Results using CART Model  The first step we follow in any modeling exercise is to split the data into training and validation. You can use the following code for the split. (We will use the same split for random forest as well) train.flag <- createDataPartition(y=iris$Species,p=0.5,list=FALSE) training <- iris[train.flag,] Validation <- iris[-train.flag,] CART model gave following result in the training and validation : Misclassification rate in training data = 3/75 Misclassification rate in validation data = 4/75 As you can see, CART model gave decent result in terms of accuracy and stability. We will now model the random forest algorithm on the same training dataset and validate it using same validation dataset.

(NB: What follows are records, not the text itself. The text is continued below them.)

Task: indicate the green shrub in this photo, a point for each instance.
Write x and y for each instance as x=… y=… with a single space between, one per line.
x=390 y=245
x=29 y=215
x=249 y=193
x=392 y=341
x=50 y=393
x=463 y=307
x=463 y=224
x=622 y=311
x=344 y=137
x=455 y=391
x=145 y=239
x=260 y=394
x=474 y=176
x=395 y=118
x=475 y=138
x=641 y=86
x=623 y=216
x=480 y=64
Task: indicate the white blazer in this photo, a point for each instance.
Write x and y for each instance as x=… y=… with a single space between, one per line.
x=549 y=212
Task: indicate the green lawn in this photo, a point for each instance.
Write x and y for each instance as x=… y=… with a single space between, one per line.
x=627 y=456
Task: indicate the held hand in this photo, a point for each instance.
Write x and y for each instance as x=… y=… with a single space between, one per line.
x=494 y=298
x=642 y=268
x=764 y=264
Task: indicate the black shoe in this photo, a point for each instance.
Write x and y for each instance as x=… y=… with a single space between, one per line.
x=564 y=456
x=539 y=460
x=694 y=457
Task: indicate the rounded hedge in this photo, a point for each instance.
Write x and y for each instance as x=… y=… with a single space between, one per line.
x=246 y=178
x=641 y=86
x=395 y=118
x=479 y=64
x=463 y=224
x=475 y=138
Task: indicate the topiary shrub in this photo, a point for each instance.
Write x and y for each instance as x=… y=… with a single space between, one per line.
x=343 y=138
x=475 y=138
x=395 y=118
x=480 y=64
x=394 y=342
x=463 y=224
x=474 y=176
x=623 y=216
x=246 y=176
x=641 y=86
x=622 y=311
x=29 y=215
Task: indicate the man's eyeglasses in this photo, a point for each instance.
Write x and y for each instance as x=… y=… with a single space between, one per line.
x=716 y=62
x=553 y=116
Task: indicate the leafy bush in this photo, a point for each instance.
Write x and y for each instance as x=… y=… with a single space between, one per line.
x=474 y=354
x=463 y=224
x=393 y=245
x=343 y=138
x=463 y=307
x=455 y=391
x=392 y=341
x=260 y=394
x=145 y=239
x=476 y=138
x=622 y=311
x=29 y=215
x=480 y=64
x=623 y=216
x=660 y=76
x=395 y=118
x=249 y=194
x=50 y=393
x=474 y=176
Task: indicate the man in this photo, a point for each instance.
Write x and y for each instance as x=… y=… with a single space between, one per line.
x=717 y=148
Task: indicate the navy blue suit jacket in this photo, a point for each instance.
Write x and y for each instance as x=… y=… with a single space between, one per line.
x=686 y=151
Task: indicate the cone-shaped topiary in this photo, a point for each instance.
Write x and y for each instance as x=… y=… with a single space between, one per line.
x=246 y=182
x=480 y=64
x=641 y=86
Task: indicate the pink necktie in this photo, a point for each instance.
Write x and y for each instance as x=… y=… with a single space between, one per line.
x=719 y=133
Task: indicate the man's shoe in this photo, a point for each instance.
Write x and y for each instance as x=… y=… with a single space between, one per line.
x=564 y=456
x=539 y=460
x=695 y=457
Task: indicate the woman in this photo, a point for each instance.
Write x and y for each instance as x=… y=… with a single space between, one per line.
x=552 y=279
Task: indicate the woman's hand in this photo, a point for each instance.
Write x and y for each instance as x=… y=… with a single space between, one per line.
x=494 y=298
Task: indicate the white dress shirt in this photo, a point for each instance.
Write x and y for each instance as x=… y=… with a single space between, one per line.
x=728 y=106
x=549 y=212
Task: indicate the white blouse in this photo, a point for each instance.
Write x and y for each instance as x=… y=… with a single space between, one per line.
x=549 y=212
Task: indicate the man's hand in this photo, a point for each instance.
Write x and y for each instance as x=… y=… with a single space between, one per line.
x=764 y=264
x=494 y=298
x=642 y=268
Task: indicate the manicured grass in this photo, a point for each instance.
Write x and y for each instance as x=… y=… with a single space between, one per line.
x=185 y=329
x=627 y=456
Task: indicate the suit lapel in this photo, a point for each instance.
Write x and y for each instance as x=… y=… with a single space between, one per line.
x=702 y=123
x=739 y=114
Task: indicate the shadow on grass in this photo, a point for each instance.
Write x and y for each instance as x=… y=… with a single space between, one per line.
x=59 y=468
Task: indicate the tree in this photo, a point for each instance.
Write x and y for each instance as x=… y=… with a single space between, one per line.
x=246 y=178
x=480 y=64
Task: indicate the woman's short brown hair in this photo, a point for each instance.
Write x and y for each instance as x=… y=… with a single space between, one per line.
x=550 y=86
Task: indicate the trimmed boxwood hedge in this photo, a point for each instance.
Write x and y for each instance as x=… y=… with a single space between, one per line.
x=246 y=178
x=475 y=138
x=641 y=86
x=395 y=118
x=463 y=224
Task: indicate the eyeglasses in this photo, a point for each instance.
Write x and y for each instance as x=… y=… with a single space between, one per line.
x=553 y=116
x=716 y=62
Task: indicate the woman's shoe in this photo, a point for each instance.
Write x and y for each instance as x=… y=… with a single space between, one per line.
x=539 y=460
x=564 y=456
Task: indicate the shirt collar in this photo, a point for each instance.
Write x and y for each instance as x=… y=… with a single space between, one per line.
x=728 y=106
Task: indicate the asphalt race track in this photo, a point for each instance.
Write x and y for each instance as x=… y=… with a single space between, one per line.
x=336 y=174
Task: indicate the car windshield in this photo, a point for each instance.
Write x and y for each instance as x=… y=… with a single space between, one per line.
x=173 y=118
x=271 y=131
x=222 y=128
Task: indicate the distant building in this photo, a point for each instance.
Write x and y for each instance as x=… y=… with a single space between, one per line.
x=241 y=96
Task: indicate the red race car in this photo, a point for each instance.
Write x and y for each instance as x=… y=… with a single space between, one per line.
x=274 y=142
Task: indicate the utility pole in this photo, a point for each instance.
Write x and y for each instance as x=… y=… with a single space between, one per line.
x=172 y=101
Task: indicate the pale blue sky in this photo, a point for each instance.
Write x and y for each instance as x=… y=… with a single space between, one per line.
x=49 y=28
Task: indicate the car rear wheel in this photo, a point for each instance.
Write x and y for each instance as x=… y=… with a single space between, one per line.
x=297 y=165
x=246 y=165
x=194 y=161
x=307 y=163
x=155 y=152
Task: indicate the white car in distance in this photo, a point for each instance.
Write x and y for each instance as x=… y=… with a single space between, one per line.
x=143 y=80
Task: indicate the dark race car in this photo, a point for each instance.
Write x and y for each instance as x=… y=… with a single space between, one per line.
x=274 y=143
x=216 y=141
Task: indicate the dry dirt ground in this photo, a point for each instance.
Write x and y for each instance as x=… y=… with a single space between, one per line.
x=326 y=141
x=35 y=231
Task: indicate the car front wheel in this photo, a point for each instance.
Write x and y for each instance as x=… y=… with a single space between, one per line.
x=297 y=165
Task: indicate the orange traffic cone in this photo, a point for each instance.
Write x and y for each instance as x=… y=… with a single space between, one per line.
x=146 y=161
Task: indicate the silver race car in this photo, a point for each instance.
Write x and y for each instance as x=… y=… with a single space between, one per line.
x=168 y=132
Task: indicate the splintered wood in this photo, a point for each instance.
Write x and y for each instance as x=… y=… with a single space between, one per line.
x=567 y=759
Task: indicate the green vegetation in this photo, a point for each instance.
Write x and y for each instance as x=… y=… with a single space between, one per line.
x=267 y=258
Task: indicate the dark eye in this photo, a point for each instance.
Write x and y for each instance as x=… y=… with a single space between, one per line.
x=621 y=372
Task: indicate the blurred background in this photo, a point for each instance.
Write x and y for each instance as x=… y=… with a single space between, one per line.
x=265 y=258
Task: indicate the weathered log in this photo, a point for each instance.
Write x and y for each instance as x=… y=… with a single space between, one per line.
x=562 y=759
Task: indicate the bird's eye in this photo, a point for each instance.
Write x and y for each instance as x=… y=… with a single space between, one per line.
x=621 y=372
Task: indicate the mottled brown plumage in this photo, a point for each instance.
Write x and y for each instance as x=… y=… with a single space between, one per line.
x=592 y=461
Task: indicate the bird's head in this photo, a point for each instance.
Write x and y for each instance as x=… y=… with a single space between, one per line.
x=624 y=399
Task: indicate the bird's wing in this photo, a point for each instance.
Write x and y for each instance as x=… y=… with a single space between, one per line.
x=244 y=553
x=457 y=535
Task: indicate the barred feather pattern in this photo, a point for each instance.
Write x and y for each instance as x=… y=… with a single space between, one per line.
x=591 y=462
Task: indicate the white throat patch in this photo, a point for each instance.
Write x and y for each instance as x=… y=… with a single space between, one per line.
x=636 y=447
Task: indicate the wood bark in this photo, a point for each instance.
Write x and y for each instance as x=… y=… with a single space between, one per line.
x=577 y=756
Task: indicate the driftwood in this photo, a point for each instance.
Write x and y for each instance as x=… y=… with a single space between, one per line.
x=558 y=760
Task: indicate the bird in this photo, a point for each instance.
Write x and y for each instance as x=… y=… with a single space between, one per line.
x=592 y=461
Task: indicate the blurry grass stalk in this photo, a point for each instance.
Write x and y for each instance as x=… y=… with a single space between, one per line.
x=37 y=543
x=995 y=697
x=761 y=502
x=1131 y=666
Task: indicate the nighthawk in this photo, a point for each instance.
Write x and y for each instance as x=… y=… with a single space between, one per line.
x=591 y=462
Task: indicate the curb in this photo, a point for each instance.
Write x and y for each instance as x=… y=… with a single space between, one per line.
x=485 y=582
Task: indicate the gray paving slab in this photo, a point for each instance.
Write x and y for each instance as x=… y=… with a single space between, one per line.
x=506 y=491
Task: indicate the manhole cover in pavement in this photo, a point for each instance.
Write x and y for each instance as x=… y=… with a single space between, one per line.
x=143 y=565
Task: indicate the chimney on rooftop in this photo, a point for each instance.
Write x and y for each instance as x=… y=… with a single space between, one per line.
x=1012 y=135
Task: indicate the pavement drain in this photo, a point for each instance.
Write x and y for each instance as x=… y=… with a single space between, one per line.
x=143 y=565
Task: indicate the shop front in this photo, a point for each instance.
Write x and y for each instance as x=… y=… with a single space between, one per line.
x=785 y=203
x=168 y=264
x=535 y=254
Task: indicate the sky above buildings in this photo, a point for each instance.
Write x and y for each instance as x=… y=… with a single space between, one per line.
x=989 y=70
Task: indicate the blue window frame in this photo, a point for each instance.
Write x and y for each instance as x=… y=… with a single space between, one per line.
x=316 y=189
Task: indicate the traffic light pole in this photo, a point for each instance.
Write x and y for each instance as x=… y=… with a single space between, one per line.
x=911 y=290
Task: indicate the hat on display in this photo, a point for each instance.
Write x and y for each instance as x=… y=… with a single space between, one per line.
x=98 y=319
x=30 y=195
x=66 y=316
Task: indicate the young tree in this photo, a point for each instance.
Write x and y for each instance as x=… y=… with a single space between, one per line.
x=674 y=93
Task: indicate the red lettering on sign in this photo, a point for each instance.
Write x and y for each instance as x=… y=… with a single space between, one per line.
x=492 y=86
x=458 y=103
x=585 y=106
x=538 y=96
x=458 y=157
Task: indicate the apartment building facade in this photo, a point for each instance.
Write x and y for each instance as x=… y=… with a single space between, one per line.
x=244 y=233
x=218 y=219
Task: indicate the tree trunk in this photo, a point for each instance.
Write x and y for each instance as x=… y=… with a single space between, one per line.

Comparison between random forest and cart model

Comparison between the two models  Till this point, everything was as per books. Here comes the tricky part. Once you have all performance metrics, you need to select the best model as per your business requirement. We will make this judgement based on 3 criterion in this case apart from business requirements: .1. Stability : The model should have similar performance metrics across both training and validation. This is very essential because business can live with a lower accuracy but not with a lower stability. We will give the highest weight to stability. For this case let’s take it as 5. 2. Performance on Training data : This is one of the important metric but nothing conclusive can be said just based on this metric. This is because an over fit model is unacceptable but will get a very high score at this parameter. Hence, we will give a low weight to this parameter (say 2). 3. Performance on Validation data : This metric catch holds of overfit model and hence is an important metric. We will score it higher than performance and lower than stability. For this case let’s take it as 3. Note that the weights and scores entirely depends on the business case. Following is a score table as per my judgement in this case. As you can see from the table that however Random forest gives me a better performance, I still will go ahead and use CART model because of the stability factor. Other factor in favor of CART model is the easy business justification. Random forest is very difficult to explain to people working on field. CART models are simple cuts which can be justified by simple business justification/reasons. But the choice of model selection is entirely dependent on business requirement.  End Notes  Every model has its own strength. Random forest, as seen from this case study, has a very high accuracy on the training population, because it uses many different characteristics to make a prediction. But, because of the same reason, it sometimes over fits the model on the data. CART model on the other side is simplistic criterion cut model. This might be over simplification in some case but works pretty well in most business scenarios. However, the choice of model might be business requirement dependent, it is always good to compare performance of different model before taking this call.